Here, it adds a[0] to itself 3 times, adds it the previous computation, then stores it into variable ‘r’. Now that’s wild – our variable r now contains a[0] + 2 * a[0] + 3 * a[0]. Sure enough, that’s what the program output: “60”. But what happened to those postfix operations? They’re all there at the end:

  4f:	83 45 e8 01          	addl   $0x1,-0x18(%rbp)
  53:	83 45 e8 01          	addl   $0x1,-0x18(%rbp)
  57:	83 45 e8 01          	addl   $0x1,-0x18(%rbp)

It seemed our compiled version of the code just seemed completely wrong! Why had the postfix operations been thrown down at the end after the assignment had already happened? With my faith in reality dwindling, I decided to go straight to the source. No, not the compiler’s source – that’s just an implementation – I grabbed the C11 language specification.

The issue lay within the details of the postfix operations. In our case, we were thrice performing a postfix increment to our array index in a single expression.

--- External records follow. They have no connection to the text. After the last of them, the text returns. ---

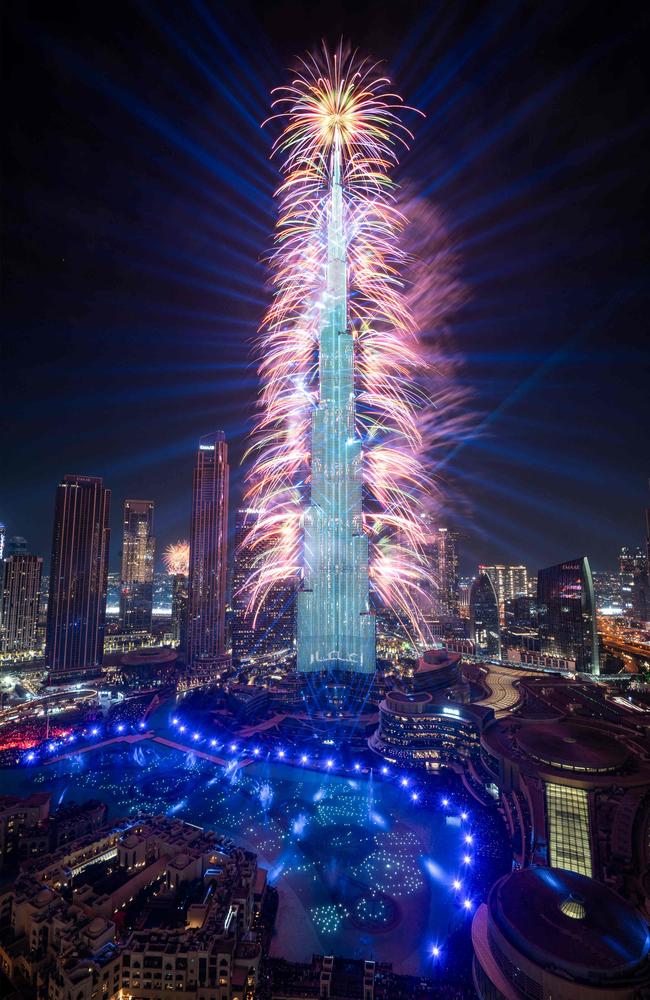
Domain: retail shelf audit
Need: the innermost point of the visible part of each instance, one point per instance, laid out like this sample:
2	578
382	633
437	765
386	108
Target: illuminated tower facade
138	552
567	613
208	551
484	615
335	628
76	610
19	603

When evaluating a postfix operator it returns the initial value of the variable. The assignment of the new value back to the variable is known as a side effect. It turns out that side effects are only defined to have been committed between sequence points. See section 5.1.2.3 of the standard for the specifics of where sequence points are defined, but in our case our expression exhibits undefined behavior. It’s entirely up to the compiler when the side-effect of the assignment of the new value back to the variable is performed with respect to the other parts of the expression.

In the end, we both learned a bit more about the C language. It’s well-known best practice to avoid constructing complex expressions with prefix/postfix operators, and this is a great example of why that is the case.